Netanyahu: I have not yet decided whether to strike at Iran

Asked about opposition to an attack by security chiefs, prime minister says ‘the political echelon’ makes the decisions, the professionals carry them out

Benjamin Netanyahu speaking Tuesday. (Screenshot: Channel 2)
Benjamin Netanyahu speaking Tuesday. (Screenshot: Channel 2)

Prime Minister Benjamin Netanyahu said Tuesday night that he had not yet decided whether to order military intervention to thwart Iran’s nuclear drive.

When the time did come to decide, he added, however, objections from military and security chiefs would not prevent him and his government colleagues from ordering a military strike should they deem it necessary.

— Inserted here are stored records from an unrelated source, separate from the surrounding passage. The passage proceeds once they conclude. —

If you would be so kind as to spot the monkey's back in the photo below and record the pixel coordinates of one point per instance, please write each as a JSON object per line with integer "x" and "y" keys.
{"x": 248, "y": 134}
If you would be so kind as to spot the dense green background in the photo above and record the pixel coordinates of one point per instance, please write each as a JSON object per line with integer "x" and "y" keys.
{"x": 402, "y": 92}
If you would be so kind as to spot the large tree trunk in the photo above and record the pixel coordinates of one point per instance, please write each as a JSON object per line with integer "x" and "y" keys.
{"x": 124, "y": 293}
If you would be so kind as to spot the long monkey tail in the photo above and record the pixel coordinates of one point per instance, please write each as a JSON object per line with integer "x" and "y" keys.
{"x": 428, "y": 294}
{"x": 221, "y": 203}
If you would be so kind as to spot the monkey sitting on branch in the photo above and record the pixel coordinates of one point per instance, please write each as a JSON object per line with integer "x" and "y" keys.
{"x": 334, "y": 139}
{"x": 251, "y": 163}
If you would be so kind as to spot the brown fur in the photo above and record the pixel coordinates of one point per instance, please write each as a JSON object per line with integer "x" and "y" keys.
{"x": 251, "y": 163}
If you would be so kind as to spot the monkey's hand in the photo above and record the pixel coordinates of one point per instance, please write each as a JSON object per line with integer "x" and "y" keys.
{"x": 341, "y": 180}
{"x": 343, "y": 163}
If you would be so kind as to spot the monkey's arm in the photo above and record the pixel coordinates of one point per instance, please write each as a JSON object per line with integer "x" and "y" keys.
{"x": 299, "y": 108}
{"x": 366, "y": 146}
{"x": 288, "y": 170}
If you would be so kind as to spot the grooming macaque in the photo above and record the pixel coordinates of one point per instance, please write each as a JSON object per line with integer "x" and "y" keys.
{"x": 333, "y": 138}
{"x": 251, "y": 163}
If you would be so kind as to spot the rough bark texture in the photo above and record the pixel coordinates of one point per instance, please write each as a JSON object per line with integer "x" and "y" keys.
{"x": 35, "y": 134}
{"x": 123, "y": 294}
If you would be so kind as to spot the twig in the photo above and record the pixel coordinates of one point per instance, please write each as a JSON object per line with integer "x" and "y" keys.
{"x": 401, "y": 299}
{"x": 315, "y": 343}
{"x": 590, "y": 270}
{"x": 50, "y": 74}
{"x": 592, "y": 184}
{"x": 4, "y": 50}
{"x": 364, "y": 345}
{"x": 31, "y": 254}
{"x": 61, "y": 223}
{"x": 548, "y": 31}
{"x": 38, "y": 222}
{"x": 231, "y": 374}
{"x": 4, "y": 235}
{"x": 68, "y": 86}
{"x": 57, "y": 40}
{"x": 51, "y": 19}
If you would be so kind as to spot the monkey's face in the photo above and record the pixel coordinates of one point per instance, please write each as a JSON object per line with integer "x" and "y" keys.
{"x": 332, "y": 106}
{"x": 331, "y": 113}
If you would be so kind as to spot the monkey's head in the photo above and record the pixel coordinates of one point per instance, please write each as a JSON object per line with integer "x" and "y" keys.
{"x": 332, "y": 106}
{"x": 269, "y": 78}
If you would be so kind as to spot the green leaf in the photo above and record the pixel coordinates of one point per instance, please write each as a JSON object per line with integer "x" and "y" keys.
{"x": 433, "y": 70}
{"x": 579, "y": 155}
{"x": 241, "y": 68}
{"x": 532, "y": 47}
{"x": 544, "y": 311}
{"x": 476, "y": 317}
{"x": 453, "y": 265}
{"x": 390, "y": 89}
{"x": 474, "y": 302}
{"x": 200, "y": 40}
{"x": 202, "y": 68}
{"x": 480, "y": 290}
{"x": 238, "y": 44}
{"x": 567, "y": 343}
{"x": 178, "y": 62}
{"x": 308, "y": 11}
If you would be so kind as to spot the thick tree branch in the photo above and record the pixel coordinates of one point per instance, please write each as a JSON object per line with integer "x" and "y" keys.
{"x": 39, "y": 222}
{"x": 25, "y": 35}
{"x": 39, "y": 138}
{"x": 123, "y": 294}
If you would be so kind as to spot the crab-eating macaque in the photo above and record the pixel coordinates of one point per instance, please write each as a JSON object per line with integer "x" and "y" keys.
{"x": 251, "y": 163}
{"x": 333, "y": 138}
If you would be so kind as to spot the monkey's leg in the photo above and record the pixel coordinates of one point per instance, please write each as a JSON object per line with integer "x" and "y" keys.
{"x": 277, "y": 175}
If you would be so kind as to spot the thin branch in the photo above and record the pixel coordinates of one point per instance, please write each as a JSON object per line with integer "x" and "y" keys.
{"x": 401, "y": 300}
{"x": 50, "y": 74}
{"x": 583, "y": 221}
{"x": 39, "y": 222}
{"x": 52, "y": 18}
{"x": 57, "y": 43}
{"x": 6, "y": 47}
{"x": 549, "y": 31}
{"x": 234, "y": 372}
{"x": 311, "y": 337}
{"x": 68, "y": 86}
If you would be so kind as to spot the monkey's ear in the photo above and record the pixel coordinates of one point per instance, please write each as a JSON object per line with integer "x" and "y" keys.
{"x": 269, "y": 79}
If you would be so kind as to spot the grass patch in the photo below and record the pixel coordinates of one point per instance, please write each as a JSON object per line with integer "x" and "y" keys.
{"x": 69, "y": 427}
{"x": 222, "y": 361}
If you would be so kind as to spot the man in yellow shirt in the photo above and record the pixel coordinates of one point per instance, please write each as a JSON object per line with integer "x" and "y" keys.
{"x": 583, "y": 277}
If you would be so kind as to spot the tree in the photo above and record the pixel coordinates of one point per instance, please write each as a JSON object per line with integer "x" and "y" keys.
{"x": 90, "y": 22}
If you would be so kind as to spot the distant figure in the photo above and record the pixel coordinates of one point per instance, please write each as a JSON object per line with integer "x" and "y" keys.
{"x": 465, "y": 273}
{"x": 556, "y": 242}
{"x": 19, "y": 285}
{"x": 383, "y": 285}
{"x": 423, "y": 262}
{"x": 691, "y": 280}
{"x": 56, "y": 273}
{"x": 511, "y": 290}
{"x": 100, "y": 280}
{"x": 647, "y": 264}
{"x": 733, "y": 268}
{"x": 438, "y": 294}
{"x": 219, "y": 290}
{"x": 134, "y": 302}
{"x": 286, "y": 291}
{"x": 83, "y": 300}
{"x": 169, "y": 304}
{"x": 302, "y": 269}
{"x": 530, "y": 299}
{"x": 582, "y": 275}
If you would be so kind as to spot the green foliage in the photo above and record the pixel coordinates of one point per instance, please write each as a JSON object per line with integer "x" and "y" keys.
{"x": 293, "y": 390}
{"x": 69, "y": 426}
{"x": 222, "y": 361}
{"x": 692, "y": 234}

“I’ve not made a decision yet,” he told Channel 2 News. But he then invoked Israel’s 1981 air strike to destroy Saddam Hussein’s nuclear reactor at Osirak, Iraq.

Menachem Begin, the prime minister of the time, made the decision to attack despite the opposition of Israel’s security chiefs, he noted. And it would always be the case, he said, that “the political echelon” would make such decisions. It was the job of “the professional echelon” — the IDF and security services — to carry them out.

The prime minister said much the same in a second interview on Channel 10. In both interviews, it was put to him that Israel’s security chiefs, including Chief of the General Staff Benny Gantz, were not convinced of the need for Israeli military intervention. “It’s correct that there should be such a debate,” Netanyahu said on Channel 10. “But the appropriate forum,” he said, was behind closed doors and “not in the media.”

Gantz himself said Tuesday that the IDF was “prepared, and ready to act” and that, for the IDF, the oft-repeated statement that “all options are on the table” is “not a slogan, it’s a work plan.”

Channel 10 claimed earlier this week and again on Tuesday that all of Israel’s current security chiefs were “vehemently opposed” to an Israeli military strike at this stage. Several former Israeli security chiefs have repeatedly warned against a premature Israeli strike at Iran.

Netanyahu said he would be only too pleased were the international community to succeed in thwarting Iran’s drive to the bomb via sanctions and non-military methods. But “as of this moment,” he said, while sanctions “have hurt the Iranian economy,” they haven’t pushed back the Iranian drive by “so much as a millimeter.”

He also said Israel would not subcontract its existential security concerns to its friends — “not even the best of them,” like the US.

Both President Barack Obama and Republican challenger Mitt Romeny, with whom he met twice on Sunday, had publicly stated that Israel had the right to defend itself as it sees fit, Netanyahu said.